Agotado, me dejo caer sobre la arena. No me preocupa que se meta entre los zapatos, que se haga cosquillas a través de los calcetines. De hecho, me saco los zapatos y desnudos mis pies, disfrutan hundidos ese gracioso granulado, ese caliente beso de tierra al sol.
La marea comienza a ascender. El sol aún se refleja entre las nubes. El mar, teñido de rosa y oro, manso besa la orilla a la que abandona como los labios de unos amantes se separan para coger aliento.
Cansado, no quiero hablar. De todas maneras, si pudiera, preferiría el silencio. El silencio que llega del mar en murmullo de espuma y el que se escapa de tu pecho, lento y suave con cada respiración.
Cuando el largo día parece que me puede, pienso en ti, y en nuestro encuentro frente al mar insomne, y se me alegra la cara. Me lleno de una energía nueva, y lo que queda del día se transforma en deseo y en una secreta alegría: la de nuestro reencuentro entre el arrullo del mar, el beso de la arena y el refresco de la orilla por siempre húmeda.

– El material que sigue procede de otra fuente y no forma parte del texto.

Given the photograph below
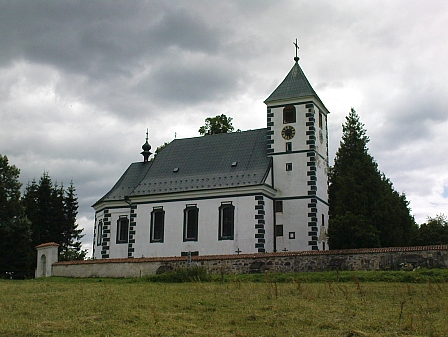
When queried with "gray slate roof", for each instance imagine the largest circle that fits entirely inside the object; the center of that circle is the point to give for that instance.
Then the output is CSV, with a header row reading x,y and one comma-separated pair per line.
x,y
202,163
295,85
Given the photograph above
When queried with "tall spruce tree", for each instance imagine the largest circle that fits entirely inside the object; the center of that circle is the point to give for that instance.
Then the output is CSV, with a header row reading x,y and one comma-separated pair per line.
x,y
365,210
15,232
52,212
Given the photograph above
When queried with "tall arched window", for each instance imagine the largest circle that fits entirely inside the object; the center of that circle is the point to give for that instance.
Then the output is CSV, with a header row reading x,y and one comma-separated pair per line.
x,y
289,114
157,224
191,215
99,234
122,229
226,221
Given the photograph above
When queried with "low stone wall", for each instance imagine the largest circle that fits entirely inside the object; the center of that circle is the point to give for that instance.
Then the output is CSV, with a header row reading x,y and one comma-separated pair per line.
x,y
352,259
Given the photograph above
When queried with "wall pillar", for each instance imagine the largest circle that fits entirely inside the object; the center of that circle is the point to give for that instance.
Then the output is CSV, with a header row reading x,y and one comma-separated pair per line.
x,y
47,254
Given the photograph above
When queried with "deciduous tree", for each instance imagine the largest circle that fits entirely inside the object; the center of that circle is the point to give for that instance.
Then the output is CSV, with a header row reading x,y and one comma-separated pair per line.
x,y
217,124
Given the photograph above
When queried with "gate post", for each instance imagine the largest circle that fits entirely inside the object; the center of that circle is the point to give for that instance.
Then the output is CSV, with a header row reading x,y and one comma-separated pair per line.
x,y
47,254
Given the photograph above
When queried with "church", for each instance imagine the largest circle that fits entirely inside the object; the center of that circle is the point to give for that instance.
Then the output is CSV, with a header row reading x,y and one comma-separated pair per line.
x,y
255,191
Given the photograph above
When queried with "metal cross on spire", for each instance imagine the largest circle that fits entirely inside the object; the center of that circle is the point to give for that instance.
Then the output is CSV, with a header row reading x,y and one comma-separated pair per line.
x,y
297,48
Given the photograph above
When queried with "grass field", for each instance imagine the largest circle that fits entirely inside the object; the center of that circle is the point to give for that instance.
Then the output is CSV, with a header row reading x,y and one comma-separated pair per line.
x,y
307,304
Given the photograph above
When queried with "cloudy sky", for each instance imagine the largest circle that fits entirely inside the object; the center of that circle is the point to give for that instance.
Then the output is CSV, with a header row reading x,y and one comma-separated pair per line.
x,y
81,81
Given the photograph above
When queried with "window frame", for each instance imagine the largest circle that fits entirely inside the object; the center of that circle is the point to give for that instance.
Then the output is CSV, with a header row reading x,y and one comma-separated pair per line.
x,y
226,206
278,205
122,221
289,114
187,210
99,233
279,230
154,213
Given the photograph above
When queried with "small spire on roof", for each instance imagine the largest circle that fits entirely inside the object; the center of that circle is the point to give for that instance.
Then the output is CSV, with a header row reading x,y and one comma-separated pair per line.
x,y
297,48
146,147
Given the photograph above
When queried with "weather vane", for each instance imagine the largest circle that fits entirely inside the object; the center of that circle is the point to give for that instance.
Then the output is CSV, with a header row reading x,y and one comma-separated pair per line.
x,y
297,48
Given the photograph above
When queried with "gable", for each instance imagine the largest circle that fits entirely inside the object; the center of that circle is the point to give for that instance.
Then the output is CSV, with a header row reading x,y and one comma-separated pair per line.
x,y
200,163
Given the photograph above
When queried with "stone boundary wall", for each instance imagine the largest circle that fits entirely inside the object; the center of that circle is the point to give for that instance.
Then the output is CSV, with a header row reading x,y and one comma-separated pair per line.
x,y
350,259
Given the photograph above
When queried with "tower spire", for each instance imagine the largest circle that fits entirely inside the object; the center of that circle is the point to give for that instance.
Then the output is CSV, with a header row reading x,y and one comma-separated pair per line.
x,y
146,147
297,49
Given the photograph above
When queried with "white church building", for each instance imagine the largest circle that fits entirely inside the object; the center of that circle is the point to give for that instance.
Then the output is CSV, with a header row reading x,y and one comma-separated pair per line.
x,y
254,191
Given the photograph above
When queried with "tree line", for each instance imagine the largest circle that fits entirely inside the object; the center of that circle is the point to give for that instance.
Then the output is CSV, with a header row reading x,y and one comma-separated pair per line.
x,y
46,212
365,209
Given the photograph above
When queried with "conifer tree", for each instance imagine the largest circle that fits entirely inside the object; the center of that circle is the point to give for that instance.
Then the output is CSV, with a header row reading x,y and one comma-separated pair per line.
x,y
15,232
52,211
365,210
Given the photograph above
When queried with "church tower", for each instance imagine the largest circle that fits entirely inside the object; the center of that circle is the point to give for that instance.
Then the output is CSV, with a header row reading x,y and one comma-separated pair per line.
x,y
297,141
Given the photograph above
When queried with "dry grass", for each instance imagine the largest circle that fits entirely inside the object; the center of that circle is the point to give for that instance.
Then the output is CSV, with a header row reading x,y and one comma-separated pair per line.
x,y
92,307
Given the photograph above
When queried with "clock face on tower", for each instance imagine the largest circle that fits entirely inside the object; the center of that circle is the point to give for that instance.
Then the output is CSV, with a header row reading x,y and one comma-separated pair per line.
x,y
288,132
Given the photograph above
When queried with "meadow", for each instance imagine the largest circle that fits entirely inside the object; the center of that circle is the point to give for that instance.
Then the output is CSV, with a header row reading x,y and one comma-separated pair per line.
x,y
306,304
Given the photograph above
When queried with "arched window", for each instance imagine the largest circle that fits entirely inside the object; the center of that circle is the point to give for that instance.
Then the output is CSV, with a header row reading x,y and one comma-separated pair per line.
x,y
99,234
289,114
122,229
157,224
191,214
226,221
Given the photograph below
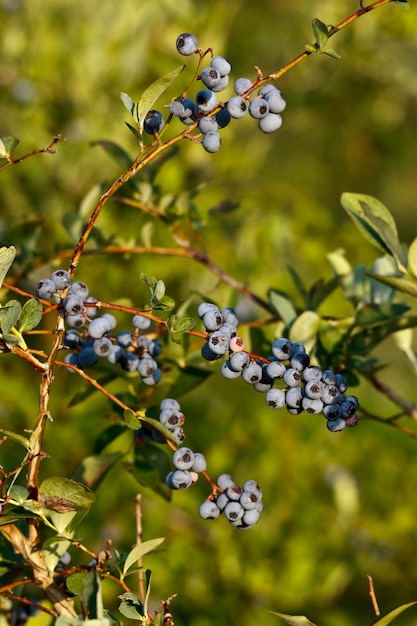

Y llego a tu lado, desplomado y cansado. Y siento la caricia de tu mano al saludarme, y el aroma de la salitre, y la suave brisa del océano, brillante y azul. Y descanso mi rostro en el hueco de tu palma y todo parece desaparecer: los problemas diarios, la angustia de llegar a fin de mes, las hipotecas y las responsabilidades y todo parece brillar: nuestro amor, el reflejo dorado del sol en el agua, la espuma juguetona en la orilla pizpireta, la arena que rápidamente se hunde entre mis pies.
Cuando llego a casa, lo que queda de mí se llena de ti y de la belleza del mar y hace que todo valga la pena.
Cuando llego a casa, lo que queda del día sólo es felicidad.